Figure 2 Results of partial least squares (PLS) path model analysis with a latent vector (LV) extracted from the Hamilton Depression rating Scale (HAM-D) score, and the total Sheehan and WHO-QoL scores as an “outcome LV” with as explanatory variables: an oxidation LV, extracted from serum AOPP (advanced oxidation protein products) and MDA (malondialdehyde) levels; LV extracted from HDL (high density lipoprotein cholesterol) and CMPAase (paraoxonase 1 activity) (PON-HDL LV); an episodes LV, extracted from number of depressions and total number of episodes; high sensitive C-reactive protein (hsCRP); body mass index (BMI) and sex. Tobacco use disorder (TUD) was used as explanatory variable for outcome LV, high-sensitive C-reactive protein (hsCRP), oxidation LV (not significant) and the PON-HDL LV.
Figure 2

Results of partial least squares (PLS) path model analysis with a latent vector (LV) extracted from the Hamilton Depression rating Scale (HAM-D) score, and the total Sheehan and WHO-QoL scores as an “outcome LV” with as explanatory variables: an oxidation LV, extracted from serum AOPP (advanced oxidation protein products) and MDA (malondialdehyde) levels; LV extracted from HDL (high density lipoprotein cholesterol) and CMPAase (paraoxonase 1 activity) (PON-HDL LV); an episodes LV, extracted from number of depressions and total number of episodes; high sensitive C-reactive protein (hsCRP); body mass index (BMI) and sex. Tobacco use disorder (TUD) was used as explanatory variable for outcome LV, high-sensitive C-reactive protein (hsCRP), oxidation LV (not significant) and the PON-HDL LV.

Effects of ELT-LV on VFT

Figure 3 examines the effects of ELT-LV on VFT considering that severity of illness and staging could affect VFT. There were no significant effects of any of the biomarkers on VFT and therefore these indicators were eliminated from the model. Figure 3 shows a PLS model with VFT as final outcome and severity LV, episodes LV, education and ELT-LV as input variables while adjusting for age and sex. The model quality data were again excellent with SRMR = 0.058, and Cronbach alpha values > 0.843, rho_A > 0.881, composite reliabilities > 0.856 and AVE > 0.553. We found that 20.0% of the variance in VFT was explained by episodes LV, education and sex, while severity LV was not significant. There were specific indirect effects of ELT-LV on VFT, which were mediated by episodes LV (t = -2.55, p = 0.010).

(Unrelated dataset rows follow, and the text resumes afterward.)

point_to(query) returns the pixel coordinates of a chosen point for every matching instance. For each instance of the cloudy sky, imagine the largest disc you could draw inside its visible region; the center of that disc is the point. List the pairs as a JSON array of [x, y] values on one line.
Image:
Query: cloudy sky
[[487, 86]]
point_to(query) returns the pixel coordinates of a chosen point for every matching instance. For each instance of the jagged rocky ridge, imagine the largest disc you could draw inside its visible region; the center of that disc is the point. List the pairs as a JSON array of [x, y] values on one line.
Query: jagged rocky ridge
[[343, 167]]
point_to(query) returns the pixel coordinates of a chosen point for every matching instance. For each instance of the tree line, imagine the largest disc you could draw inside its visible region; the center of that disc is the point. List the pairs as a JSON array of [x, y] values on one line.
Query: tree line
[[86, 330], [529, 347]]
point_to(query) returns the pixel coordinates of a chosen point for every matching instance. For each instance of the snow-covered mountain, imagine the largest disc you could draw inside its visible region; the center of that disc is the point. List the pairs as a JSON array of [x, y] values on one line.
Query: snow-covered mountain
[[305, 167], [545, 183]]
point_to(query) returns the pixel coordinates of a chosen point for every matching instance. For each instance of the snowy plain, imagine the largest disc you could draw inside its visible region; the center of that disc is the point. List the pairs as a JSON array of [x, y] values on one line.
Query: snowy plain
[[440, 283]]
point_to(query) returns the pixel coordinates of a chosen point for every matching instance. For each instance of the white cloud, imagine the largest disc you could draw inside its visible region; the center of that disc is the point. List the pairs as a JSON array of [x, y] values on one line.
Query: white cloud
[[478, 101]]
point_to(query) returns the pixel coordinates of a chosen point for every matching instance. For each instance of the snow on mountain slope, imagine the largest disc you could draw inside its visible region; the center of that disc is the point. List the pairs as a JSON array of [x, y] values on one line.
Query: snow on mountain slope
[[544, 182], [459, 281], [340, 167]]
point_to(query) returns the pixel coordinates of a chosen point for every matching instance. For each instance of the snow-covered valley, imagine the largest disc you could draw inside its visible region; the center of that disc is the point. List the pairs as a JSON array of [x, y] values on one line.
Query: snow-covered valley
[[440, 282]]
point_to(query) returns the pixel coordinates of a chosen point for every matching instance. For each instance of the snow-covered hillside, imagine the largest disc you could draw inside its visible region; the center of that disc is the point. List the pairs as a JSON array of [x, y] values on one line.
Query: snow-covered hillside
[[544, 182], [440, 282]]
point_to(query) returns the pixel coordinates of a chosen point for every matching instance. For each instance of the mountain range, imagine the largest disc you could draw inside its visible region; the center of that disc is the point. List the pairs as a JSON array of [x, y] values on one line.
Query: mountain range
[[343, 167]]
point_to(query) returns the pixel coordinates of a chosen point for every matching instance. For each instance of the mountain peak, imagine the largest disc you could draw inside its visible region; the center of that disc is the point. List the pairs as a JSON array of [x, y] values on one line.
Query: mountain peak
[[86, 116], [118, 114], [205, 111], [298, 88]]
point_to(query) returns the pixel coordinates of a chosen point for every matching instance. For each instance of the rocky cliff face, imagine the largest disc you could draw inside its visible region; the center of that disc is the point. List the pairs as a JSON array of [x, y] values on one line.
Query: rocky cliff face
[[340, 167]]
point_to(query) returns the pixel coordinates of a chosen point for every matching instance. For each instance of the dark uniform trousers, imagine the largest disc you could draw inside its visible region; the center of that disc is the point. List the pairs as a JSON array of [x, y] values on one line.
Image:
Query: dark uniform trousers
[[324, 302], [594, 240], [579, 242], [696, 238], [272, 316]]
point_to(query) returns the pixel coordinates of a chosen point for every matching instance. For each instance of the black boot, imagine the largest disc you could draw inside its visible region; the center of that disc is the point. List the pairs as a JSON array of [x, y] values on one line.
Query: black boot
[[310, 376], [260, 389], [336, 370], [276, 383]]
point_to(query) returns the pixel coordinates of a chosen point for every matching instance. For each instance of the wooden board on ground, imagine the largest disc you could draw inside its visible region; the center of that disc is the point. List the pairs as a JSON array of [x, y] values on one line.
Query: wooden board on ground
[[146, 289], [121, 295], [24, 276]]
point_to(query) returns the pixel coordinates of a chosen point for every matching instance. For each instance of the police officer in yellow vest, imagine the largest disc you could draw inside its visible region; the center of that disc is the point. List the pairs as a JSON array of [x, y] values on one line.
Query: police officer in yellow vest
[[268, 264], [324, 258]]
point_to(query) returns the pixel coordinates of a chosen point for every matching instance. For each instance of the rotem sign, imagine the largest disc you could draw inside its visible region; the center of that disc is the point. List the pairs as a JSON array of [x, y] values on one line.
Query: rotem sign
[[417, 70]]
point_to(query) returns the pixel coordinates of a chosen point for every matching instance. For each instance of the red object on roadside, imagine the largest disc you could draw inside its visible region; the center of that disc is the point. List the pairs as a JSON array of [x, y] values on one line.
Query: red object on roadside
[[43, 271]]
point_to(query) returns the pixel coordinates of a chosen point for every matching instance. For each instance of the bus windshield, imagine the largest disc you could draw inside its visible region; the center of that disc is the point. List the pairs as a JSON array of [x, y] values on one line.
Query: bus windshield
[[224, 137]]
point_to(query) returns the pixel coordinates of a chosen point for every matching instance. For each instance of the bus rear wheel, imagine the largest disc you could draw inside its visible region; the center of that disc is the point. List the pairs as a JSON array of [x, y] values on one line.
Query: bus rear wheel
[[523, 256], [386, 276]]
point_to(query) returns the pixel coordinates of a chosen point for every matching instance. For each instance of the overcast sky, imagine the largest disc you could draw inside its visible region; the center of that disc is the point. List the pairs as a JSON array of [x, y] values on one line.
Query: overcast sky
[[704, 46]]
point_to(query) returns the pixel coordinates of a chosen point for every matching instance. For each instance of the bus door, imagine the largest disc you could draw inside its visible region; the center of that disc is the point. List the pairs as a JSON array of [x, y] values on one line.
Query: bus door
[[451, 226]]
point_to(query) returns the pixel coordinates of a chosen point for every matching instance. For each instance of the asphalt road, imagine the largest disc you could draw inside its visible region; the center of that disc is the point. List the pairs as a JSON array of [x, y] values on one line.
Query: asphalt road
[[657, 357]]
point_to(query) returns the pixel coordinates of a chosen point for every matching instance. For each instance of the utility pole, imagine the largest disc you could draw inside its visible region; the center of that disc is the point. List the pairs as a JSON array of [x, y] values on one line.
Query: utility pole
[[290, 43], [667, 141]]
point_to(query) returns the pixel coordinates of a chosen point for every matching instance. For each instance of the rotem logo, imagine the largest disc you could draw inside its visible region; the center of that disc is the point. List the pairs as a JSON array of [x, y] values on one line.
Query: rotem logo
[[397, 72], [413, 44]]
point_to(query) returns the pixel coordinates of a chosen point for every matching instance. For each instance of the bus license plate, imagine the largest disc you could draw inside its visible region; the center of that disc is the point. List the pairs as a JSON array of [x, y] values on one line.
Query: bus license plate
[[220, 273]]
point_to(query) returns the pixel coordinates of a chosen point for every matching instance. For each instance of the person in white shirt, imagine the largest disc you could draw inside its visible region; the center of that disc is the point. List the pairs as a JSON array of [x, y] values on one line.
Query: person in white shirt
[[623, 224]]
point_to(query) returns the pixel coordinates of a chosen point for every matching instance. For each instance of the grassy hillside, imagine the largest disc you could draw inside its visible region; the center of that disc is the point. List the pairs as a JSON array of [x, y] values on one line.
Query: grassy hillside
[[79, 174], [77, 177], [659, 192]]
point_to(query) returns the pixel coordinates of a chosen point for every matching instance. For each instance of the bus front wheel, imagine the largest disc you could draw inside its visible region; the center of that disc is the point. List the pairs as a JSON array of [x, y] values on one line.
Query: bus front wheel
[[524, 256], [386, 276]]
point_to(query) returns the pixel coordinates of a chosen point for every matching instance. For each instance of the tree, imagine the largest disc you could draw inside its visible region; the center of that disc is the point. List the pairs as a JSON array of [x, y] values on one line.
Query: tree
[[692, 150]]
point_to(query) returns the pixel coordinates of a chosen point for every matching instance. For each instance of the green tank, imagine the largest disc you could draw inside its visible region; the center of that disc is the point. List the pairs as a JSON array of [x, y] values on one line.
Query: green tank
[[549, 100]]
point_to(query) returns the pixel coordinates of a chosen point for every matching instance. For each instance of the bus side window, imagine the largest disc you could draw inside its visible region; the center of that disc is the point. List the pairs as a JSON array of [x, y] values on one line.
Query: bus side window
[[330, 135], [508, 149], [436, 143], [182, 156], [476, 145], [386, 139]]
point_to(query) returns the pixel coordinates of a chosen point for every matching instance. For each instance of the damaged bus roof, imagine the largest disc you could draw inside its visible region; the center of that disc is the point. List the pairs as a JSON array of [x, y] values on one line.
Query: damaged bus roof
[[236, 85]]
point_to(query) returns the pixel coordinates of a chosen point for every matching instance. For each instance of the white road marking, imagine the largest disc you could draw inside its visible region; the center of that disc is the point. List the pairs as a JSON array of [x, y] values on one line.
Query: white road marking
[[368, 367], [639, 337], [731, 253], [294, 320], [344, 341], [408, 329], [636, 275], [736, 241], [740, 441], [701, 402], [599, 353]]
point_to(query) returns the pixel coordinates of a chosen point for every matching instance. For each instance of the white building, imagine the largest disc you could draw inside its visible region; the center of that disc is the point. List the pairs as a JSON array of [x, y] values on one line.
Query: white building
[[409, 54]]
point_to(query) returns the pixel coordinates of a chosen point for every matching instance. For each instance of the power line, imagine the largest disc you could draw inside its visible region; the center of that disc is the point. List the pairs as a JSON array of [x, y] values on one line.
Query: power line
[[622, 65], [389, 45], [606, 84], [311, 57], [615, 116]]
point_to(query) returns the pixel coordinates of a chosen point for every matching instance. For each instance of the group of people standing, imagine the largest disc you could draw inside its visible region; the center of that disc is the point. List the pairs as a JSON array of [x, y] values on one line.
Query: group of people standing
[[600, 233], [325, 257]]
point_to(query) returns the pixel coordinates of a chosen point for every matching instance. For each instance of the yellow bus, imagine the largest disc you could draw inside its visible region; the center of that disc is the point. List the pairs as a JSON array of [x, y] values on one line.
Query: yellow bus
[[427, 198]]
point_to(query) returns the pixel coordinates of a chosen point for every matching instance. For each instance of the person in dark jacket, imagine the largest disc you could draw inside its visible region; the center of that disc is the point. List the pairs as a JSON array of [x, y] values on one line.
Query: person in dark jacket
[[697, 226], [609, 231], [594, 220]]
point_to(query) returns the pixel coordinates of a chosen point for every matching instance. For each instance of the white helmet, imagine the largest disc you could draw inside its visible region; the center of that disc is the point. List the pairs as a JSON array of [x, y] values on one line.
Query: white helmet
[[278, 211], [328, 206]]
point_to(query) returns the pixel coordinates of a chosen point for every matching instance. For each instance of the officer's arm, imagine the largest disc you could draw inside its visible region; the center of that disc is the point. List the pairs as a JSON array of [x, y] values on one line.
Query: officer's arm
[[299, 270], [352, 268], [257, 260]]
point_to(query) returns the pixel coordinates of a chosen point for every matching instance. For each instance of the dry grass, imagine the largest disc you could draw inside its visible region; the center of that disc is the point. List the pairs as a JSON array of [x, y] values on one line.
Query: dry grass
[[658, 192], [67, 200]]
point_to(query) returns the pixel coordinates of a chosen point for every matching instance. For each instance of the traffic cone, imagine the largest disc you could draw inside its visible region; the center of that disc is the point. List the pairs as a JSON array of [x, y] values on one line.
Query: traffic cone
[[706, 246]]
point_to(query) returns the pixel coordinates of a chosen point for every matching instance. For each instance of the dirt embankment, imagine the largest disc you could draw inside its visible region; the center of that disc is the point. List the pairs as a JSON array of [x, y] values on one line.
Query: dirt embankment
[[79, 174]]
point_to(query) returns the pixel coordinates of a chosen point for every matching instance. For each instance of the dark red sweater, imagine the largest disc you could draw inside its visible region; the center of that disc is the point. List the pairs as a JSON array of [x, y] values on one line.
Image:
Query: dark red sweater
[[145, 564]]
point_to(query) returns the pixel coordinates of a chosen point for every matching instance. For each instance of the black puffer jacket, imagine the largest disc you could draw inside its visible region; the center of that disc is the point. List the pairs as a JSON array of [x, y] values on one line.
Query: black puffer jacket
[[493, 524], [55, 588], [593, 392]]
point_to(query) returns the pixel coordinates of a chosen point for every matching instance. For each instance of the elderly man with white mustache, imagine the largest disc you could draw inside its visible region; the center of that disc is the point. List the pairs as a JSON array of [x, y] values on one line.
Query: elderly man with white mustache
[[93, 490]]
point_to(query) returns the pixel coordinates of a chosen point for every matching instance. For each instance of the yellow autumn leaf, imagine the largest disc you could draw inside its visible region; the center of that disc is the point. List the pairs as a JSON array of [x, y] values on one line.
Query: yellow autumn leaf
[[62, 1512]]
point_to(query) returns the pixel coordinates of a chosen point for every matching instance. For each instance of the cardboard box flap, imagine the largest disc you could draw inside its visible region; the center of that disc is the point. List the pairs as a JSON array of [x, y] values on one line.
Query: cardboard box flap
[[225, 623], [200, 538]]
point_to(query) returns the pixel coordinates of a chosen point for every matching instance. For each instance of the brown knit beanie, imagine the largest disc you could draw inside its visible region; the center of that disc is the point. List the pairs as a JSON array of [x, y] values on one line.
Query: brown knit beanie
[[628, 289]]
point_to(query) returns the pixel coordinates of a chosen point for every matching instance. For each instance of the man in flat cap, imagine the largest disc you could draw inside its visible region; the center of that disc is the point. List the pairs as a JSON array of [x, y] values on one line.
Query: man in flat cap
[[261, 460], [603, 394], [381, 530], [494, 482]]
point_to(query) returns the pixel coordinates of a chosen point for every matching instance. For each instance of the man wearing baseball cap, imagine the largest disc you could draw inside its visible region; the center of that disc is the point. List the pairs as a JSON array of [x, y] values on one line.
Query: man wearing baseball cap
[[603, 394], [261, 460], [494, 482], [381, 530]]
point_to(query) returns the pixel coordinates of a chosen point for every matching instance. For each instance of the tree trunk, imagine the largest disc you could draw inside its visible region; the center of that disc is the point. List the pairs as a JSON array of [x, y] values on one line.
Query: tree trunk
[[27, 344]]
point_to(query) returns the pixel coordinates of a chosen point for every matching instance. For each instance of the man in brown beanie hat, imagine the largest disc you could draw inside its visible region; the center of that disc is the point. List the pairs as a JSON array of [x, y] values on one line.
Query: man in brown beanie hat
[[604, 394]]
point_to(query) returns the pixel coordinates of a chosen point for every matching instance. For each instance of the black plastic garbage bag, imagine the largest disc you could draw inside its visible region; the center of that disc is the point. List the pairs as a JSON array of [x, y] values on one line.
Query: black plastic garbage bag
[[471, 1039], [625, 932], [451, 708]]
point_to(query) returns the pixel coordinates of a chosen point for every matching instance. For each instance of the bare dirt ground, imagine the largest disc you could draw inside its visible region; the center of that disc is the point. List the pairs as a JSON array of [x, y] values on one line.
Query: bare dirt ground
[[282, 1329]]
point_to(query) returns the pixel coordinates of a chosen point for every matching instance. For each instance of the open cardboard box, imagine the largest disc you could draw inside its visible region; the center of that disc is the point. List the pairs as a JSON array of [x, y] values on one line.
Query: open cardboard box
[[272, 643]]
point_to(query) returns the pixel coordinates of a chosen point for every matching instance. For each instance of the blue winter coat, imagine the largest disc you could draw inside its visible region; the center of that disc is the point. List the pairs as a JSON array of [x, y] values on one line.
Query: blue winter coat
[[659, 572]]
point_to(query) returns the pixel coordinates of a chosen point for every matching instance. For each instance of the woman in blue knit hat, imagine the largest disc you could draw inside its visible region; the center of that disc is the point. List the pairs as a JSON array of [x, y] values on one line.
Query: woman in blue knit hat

Figure 3 Results of partial least squares (PLS) path analysis with verbal fluency test (VFT) as outcome variable and a latent vector (LV) extracted from Hamilton Depression (HAM-D) and Anxiety (HAM-A) Rating Scale scores; episodes LV, extracted from number of depressions and total number of episodes; age; education; sex and a LV extracted from 5 early lifetime trauma (ELT LV) as explanatory variables.
Figure 3

Results of partial least squares (PLS) path analysis with verbal fluency test (VFT) as outcome variable and a latent vector (LV) extracted from Hamilton Depression (HAM-D) and Anxiety (HAM-A) Rating Scale scores; episodes LV, extracted from number of depressions and total number of episodes; age; education; sex and a LV extracted from 5 early lifetime trauma (ELT LV) as explanatory variables.

Discussion

ELT strongly predicts affective phenomenology

The first major finding of this study is that increased ELT-LV scores are highly significantly associated with mood disorders, in particular with BD, and many characteristics of affective phenomenology, including severity of depression and anxiety, staging characteristics including number of mood episodes, suicidal behaviours including number of lifetime suicide attempts and current suicidal ideation, the presence of comorbid anxiety disorders and type of treatments received namely use of mood stabilizers, lithium and antipsychotics. Cross-sectional and longitudinal studies show that ELT and especially multiple ELTs or the accumulation of different traumatic events in childhood are associated with the development of depression later in life [83, 84, 85]. A recent review shows that childhood ELTs and especially multiple ELTs also increase risk for developing BD and more severe phenotypes of BD [64, 86, 87, 88]. Our findings also extent those of previous papers showing that ELT may be associated with increased severity of illness and more suicidal behaviours [55, 56], recurrent episodes [89], and comorbid anxiety disorders [57, 58, 90]. In addition, we found that ELT-LV has a strong impact on lowered income, increased disabilities and a lowered HR-QoL. A prospective study showed that there were only weak connections between ELT and lowered QoL in later life [91], while in BD patients, ELT is accompanied by lowered HR-QoL [92]. Moreover, we found that ELT-LV also affected BMI, but not smoking behaviour. Previously, it was reported that among individuals with psychopathology, ELT may predispose to adult cigarette smoking [93]. Previous research also showed a connection between ELT and increased metabolic burden. For example, in first-episode psychosis patients, those with ELT had higher BMI when compared with healthy controls [94], while ELT is also associated with obesity [95].

The effects of ELT on affective phenomenology are mediated by staging and lowered antioxidant defences

The second major finding of this study is that the effects of the vulnerability factor ELT-LV on affective phenomenology are in part mediated by recurrent episodes and lipid-associated antioxidant defences, namely lowered HDL-cholesterol and CMPAase activity. In addition, there was a significant association between recurrent episodes and lowered levels of these lipid-associated antioxidants so that a latent vector could be computed reflecting the combined effects of episode recurrence (EPI) and these biomarkers (BIOL), named EPIBIOL-LV. This LV reflects the shared variance between increased staging and lowered antioxidant defences in affective disorders. While both types of variables have significant effects on affective phenomenology their combination showed stronger effects.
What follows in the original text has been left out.